- Born: 2 August 1728 Neu Boltenhagen
- Died: 9 January 1805 (aged 76) Kassel
- Allegiance: Kingdom of Prussia Landgraviate of Hesse-Kassel
- Branch: Prussian Army
- Service years: 1744–1762 (Prussia) 1763–1793 (Hesse-Kassel)
- Rank: General of Infantry
- Conflicts: War of the Austrian Succession Seven Years' War
- Awards: Pour le Mérite Order of the Golden Lion Name inscribed on Frederick the Great's Equestrian Statue

= William Dietrich von Wakenitz =

William Dietrich von Wakenitz, also Wackenitz or Wacknitz, 2 August 1728 on the family estate at Neu Boltenhagen-9 January 1805 in Kassel). He served in the Prussian army during the War of Austrian Succession and the Seven Years' War as a cavalry officer; subsequently, he served the Landgraviate of Hesse-Kassel as general and finance minister.

==Family==
Wakenitz was born on his father's estate in Boltenhagen. His father, Karl Philipp Wakenitz (1697–1739) was a lieutenant colonel in the Swedish Army. His mother was Charlotte Louise von Örtzen (* 1699) from Blümenow.

==Prussian service==
Wakenitz entered military service on 9 July 1744, as a cornet in the Gardes du Corps. During the second Silesian War, he was instrumental in the Battle of Hohenfriedberg, and received with several other officers the Order Pour le Mérite.

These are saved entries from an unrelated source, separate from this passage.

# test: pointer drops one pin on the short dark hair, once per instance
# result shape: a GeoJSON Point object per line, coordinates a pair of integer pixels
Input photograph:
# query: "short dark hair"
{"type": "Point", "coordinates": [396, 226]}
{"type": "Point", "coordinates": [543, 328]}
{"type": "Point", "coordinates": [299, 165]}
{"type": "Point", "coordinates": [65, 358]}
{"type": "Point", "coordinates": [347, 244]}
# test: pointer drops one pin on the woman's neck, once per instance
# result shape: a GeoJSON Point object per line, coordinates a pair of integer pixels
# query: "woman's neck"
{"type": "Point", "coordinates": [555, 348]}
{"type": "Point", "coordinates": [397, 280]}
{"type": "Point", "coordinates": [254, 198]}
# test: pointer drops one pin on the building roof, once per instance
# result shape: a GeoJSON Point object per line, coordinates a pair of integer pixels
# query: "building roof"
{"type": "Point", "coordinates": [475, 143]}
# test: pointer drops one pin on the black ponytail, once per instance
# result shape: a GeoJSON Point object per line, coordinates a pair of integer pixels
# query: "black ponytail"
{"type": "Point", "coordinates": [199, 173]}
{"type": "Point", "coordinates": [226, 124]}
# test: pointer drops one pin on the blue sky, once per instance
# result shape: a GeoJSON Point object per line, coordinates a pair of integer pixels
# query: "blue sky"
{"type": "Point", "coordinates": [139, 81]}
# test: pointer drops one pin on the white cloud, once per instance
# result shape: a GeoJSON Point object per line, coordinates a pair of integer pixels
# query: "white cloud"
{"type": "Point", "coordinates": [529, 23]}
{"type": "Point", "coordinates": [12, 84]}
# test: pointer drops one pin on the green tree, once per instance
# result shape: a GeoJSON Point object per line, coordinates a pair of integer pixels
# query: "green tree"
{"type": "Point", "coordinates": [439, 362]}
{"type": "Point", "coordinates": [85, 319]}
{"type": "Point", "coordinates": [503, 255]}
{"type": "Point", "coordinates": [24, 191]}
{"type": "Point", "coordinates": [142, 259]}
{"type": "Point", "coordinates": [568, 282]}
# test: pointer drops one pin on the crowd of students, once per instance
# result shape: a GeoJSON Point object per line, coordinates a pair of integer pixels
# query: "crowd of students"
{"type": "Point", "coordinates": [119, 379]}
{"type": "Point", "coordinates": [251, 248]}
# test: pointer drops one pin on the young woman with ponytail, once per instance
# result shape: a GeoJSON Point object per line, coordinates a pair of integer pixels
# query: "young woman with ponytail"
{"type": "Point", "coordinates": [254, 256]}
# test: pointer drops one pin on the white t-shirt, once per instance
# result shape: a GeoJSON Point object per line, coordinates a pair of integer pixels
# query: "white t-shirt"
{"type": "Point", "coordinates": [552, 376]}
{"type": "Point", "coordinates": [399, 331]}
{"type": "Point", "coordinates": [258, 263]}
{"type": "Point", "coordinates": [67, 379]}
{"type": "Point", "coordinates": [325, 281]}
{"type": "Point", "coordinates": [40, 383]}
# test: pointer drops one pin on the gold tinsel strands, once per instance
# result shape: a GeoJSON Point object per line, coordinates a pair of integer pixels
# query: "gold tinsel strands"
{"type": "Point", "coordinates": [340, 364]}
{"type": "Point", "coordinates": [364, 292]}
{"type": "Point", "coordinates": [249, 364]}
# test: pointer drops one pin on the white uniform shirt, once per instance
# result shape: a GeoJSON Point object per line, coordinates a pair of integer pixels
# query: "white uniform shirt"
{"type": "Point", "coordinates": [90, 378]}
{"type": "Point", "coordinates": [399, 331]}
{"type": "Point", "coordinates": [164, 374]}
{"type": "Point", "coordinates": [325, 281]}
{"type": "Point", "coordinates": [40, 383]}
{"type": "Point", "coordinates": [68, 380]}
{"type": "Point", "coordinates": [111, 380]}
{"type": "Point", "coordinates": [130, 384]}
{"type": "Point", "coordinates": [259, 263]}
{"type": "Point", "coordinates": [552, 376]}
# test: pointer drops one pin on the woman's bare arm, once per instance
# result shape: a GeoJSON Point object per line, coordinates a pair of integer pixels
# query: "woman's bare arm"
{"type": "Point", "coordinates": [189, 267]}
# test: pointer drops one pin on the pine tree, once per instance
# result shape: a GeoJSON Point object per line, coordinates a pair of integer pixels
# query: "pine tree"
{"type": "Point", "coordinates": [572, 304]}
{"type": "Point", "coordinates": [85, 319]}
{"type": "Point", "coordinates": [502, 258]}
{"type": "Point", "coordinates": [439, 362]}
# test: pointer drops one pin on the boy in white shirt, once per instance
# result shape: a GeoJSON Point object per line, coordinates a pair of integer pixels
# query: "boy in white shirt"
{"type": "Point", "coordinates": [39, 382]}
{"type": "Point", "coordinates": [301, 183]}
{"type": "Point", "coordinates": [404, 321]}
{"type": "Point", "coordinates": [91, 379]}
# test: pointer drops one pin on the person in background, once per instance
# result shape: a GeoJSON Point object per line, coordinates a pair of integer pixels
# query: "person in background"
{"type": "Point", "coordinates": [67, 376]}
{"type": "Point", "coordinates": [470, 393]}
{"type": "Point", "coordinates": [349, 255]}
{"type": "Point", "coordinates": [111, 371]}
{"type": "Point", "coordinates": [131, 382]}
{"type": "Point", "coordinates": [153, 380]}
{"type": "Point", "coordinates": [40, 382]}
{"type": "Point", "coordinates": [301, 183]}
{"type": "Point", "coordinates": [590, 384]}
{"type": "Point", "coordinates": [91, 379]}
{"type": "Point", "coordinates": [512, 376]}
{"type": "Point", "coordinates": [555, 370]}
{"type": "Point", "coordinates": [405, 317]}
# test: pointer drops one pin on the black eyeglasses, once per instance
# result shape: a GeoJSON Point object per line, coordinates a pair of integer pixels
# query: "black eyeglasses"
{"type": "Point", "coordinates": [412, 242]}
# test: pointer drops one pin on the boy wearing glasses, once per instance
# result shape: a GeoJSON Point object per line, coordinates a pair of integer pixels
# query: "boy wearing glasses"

At the outbreak of the Seven Years' War he was a lieutenant. When the Corps was supplemented with two squadrons of Saxon soldiers, he received a command over them. According to Friedrich Adolf Graf von Kalckreuth, Wakenitz personally took Georg Christian, Fürst von Lobkowitz as prisoner in the initial skirmishing of the war. On 1 October 1756, he fought at the Battle of Lobositz; he became Rittmeister (captain of cavalry) on 24 February 1757. The Corps subsequently fought at the battles of Prague, Roßbach and Leuthen. The Corps commander, Lieutenant Colonel von Blumenthal, who had been severely wounded in Lobositz, died, and his planned successor had left the army because of disagreements. Thus Rittmeister Wakenitz became commander of the Garde du Corps from 1758-1760. At the engagement in the Battle of Zorndorf, he was able to turn the Russian flank and was immediately promoted to lieutenant colonel. Among the leaders of the Garde du Corps, he was unquestionably the most meritorious, and according to the judgment of Friedrich Wilhelm von Seydlitz, he was a man worthy to be placed at the head of the Prussian cavalry, but he must have made enemies; he was told that in Zorndorf he had taken a Russian officer, contrary to orders, into his protection, and the Russian had shot a member of the Garde du Corps. On 6 May 1760, he was promoted to Colonel and Commander of the Cuirassier Regiment No.5 (Markgraf Friedrich). He went to Berlin, but on the occasion of the Russian-Austrian occupation of the city, he became a prisoner of war on 7 October 1760. He was freed when the new Czar Peter III, withdrew from the war with Prussia. Wakenitz returned to Prussia in 1762, and he requested his leave, which he received on the 11 December 1762.

==Hessian service==
Frederick II, Landgrave of Hesse-Kassel sought Prussian officers in order to improve his army, and, on 14 June 1763, Wakenitz entered the Duke's service as major general. In May 1764 he received the command of the Cavalry Regiment Gens d'Armes. On 17 January 1765, he was appointed proprietor. He rose to the rank of lieutenant general on 27 October 1772, and on 19 August 1774, became secret minister of state (finance minister). Together with Martin Ernst von Schlieffen and Friedrich Christian von Jungkenn (called Müntzer of the Mohren tribe); together they were known as the Prussian junta.

He was made a knight of the Order of the Golden Lion on 25 August 1773 and on 5 March 1769, the Pour la Vertu Militaire. He died on 9 January 1805 in Kassel. In 1851, his name was included on the Equestrian statue of Frederick the Great.